Brine Ingredients Per Gallon Of Water

1 gallon of water (use as many as it takes to completely cover bird; deep plastic bucket works best)

Mix 1 tbsp each Pepper, Garlic powder, Onion powder, and Old Bay. Then add 1 Sprig of fresh rosemary (or 1 Tbsp. of powdered), 1 Bay leaf and 1 cup of salt.

Bassman’s Turkey Rub

Just mix 1 tbsp each of Pepper, Onion powder, Salt Oregano and Emeril’s Essence (The Original Essence)


For the brining, soak 2 fresh turkey breasts overnight. The next day, rinse well and pat dry. Then apply olive oil & your favorite rub, on and under skin. Leave skin on.

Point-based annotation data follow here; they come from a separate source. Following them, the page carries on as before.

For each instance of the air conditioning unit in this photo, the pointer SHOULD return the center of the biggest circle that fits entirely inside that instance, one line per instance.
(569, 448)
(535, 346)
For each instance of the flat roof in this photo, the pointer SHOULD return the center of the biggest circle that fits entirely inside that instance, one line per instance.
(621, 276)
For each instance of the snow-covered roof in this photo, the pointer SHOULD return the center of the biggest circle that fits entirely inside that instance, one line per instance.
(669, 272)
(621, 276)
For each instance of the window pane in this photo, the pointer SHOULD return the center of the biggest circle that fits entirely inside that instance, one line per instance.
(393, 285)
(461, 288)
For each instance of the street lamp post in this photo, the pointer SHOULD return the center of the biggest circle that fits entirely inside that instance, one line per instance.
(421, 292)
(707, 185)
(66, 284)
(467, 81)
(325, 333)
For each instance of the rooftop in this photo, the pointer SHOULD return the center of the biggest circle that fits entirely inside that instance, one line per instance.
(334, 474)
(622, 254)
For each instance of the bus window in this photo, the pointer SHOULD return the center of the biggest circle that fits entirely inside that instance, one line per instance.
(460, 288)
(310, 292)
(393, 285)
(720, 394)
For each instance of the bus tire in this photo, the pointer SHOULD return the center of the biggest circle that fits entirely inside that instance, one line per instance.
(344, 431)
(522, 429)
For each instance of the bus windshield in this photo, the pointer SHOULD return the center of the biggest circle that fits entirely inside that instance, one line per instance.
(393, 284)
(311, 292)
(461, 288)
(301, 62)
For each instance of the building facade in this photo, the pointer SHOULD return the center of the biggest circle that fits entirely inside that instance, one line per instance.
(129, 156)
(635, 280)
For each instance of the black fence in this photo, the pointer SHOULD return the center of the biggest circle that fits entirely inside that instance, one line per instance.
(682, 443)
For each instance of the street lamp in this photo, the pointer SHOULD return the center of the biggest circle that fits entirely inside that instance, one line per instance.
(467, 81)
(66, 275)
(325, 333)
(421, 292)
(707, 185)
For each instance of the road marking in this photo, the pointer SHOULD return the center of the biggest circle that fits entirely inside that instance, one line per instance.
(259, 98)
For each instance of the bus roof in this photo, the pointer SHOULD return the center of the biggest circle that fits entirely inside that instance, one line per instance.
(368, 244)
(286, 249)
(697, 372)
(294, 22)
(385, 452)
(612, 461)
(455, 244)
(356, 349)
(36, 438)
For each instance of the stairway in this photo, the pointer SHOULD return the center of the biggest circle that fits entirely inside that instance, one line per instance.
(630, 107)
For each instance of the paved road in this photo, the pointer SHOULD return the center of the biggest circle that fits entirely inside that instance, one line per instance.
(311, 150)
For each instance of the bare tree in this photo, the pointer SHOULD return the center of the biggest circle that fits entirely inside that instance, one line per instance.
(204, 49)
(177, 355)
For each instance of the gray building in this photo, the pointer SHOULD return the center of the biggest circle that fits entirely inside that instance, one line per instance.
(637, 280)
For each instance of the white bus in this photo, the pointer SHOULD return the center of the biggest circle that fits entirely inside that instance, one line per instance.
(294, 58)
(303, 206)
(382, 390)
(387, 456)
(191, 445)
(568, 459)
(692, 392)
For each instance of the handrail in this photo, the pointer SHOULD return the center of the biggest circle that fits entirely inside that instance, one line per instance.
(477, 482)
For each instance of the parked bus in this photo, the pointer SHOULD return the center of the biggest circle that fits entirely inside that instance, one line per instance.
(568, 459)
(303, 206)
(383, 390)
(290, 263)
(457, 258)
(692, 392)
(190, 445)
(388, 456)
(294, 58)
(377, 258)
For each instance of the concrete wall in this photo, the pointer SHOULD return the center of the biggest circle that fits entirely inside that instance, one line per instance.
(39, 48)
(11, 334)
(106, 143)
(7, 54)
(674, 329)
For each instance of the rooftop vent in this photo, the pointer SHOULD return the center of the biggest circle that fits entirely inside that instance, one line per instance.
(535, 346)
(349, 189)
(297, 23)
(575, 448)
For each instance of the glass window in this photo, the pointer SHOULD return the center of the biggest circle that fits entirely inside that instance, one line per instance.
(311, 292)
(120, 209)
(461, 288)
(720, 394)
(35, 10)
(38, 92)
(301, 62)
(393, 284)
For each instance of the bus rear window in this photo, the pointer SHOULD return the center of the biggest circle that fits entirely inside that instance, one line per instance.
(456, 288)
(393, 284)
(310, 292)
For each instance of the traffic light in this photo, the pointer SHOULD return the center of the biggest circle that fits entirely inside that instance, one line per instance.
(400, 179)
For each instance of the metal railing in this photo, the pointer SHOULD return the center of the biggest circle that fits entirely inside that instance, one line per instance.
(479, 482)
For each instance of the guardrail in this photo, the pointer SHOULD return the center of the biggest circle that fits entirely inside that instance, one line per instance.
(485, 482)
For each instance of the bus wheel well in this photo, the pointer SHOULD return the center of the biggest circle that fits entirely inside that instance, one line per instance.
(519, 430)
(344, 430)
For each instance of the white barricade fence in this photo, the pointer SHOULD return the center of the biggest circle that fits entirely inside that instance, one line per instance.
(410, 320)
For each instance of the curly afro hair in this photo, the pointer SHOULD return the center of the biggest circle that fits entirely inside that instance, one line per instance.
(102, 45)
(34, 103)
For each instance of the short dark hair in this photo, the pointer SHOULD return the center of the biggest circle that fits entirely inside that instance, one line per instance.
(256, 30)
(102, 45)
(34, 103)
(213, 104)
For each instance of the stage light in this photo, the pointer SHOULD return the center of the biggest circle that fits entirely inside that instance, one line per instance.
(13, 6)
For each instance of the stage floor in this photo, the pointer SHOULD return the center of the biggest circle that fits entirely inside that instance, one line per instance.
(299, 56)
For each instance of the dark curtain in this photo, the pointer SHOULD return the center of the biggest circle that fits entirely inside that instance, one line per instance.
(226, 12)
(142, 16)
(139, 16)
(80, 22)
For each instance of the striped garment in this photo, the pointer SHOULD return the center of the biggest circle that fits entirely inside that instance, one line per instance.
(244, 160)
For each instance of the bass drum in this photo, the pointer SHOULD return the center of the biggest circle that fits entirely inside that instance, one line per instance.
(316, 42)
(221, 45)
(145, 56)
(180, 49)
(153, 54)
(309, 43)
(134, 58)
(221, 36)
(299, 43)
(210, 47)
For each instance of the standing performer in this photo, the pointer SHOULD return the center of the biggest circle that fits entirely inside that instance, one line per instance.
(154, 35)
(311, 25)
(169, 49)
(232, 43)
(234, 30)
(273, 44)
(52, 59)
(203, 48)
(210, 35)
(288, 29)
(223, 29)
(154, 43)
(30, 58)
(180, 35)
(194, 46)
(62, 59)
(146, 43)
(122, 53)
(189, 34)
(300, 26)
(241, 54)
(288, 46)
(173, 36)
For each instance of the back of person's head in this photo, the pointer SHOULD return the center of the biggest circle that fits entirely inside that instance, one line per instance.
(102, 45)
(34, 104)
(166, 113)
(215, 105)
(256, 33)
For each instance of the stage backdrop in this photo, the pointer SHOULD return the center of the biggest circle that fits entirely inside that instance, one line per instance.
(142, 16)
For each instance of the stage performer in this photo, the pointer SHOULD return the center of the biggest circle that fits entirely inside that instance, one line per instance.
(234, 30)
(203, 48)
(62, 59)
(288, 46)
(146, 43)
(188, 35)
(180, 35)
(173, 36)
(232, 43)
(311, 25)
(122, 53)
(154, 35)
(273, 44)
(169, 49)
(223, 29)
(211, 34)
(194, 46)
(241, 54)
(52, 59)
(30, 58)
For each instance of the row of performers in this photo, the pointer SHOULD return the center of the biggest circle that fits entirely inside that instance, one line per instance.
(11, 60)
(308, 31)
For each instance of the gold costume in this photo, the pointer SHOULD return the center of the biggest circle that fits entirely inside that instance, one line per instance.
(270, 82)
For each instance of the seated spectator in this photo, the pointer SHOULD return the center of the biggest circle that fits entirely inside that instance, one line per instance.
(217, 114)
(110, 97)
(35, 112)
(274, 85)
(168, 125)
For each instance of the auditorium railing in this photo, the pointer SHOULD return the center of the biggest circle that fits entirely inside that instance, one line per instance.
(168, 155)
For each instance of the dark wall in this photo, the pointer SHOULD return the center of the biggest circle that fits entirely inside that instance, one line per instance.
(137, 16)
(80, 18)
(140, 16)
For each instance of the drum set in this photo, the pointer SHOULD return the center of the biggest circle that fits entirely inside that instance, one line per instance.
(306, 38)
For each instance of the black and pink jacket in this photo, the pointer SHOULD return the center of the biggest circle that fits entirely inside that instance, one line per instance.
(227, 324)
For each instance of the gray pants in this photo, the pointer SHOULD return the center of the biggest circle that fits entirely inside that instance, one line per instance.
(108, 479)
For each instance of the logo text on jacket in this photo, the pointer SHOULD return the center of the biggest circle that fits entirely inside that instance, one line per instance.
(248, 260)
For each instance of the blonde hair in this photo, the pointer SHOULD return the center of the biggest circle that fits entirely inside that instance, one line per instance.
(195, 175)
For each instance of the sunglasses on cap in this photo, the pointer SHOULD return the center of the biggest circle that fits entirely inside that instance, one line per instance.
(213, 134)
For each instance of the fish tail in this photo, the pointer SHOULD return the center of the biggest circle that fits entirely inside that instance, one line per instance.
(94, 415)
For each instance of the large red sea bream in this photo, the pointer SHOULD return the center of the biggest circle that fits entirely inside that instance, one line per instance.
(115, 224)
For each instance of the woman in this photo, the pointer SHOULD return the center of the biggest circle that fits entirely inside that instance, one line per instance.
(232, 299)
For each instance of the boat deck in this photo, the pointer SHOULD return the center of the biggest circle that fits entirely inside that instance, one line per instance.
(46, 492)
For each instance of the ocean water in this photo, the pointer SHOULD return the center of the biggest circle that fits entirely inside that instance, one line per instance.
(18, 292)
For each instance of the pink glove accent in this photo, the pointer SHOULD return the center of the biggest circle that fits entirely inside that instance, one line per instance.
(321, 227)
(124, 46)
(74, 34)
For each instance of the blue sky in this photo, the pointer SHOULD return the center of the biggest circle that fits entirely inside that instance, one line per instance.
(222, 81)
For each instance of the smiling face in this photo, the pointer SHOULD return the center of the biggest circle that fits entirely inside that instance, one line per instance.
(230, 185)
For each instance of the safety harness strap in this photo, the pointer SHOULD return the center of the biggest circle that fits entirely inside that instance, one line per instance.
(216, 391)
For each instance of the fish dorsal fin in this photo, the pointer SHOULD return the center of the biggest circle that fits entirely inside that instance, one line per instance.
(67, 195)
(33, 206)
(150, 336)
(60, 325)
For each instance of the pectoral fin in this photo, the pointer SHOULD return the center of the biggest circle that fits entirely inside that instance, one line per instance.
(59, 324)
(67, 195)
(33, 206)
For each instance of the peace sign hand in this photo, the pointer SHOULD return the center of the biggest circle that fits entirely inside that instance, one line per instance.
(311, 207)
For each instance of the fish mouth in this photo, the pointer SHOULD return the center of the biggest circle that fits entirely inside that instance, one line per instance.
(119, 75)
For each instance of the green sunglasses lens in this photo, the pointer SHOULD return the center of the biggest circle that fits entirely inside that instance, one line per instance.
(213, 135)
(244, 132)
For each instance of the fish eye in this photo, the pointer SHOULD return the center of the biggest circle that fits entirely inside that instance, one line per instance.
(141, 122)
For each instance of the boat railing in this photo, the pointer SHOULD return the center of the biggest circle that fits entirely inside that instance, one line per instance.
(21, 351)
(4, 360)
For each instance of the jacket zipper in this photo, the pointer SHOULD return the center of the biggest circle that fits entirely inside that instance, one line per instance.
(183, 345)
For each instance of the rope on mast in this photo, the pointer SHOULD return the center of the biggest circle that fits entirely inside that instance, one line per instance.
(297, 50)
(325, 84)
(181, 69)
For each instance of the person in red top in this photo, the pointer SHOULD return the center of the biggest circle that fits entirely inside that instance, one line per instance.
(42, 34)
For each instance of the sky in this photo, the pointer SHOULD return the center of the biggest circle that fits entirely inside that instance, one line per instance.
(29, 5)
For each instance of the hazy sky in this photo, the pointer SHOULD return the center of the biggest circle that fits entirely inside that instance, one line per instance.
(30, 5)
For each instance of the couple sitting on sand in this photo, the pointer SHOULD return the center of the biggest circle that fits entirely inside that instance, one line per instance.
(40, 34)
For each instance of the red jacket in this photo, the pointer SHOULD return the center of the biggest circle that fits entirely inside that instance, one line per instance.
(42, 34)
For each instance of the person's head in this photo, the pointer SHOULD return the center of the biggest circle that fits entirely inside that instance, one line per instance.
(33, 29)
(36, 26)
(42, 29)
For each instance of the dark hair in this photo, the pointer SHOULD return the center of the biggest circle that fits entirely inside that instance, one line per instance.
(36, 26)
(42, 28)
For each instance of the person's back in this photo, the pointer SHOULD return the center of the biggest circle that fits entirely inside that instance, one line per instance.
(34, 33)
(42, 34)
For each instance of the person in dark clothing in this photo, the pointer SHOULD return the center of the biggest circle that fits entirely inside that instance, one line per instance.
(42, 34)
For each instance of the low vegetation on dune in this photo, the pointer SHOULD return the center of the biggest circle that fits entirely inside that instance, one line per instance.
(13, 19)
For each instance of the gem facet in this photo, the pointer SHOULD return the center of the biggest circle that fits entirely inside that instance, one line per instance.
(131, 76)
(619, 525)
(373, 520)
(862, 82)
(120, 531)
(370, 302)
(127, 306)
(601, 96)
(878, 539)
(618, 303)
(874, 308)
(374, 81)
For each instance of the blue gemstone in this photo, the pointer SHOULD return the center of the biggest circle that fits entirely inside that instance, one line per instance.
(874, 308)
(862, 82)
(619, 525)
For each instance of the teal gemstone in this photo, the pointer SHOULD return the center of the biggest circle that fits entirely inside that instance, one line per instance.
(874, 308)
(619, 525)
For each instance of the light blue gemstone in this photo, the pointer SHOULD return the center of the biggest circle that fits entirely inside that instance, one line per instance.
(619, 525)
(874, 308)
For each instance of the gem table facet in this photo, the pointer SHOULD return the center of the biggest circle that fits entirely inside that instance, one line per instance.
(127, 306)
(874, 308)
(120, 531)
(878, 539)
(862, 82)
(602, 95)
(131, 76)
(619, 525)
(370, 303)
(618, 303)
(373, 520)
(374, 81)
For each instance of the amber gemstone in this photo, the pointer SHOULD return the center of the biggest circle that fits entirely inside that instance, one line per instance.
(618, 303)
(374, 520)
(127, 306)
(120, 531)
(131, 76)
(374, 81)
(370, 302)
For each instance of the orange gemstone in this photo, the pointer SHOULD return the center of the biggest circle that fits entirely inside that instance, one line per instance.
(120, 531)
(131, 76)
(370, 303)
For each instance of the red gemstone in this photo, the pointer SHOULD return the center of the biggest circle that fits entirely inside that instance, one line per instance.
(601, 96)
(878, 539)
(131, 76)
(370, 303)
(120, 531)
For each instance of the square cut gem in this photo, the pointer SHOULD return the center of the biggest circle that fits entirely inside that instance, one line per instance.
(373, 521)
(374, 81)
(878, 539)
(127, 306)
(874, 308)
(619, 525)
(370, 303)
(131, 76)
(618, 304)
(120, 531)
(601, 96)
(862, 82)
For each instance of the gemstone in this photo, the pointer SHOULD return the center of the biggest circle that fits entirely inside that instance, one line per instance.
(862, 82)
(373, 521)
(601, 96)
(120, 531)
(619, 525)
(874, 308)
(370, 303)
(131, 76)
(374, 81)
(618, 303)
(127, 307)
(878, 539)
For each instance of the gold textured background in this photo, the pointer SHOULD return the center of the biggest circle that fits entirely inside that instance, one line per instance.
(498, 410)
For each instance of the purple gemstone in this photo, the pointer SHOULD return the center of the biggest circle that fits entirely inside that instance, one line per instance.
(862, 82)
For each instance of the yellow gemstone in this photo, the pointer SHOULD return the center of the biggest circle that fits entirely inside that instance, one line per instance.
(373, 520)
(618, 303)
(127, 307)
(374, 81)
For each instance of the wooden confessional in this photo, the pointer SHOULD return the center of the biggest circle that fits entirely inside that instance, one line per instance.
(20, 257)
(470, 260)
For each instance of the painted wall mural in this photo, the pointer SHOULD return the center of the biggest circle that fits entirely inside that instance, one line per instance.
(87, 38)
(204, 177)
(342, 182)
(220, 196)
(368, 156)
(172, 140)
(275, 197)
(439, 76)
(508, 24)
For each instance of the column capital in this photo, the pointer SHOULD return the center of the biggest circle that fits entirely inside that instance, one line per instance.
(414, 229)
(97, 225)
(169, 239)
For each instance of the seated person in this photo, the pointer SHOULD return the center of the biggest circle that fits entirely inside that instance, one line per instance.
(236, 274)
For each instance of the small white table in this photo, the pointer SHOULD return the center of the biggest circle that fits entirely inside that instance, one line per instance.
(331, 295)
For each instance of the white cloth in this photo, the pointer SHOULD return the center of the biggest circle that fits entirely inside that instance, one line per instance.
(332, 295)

  1. Let sit for 30-45 minutes at room temperature.
  2. Pre-heat smoker to 200-220°F. Alternate bisquettes, between cherry & hickory, every other one.
  3. Smoke/ cook until internal temp of meat is 175°F. Approximately 4-5 hrs.
  4. After smoke/ cooking, let turkey rest for 10 minutes.
  5. Remove breast from bone, and slice against the grain.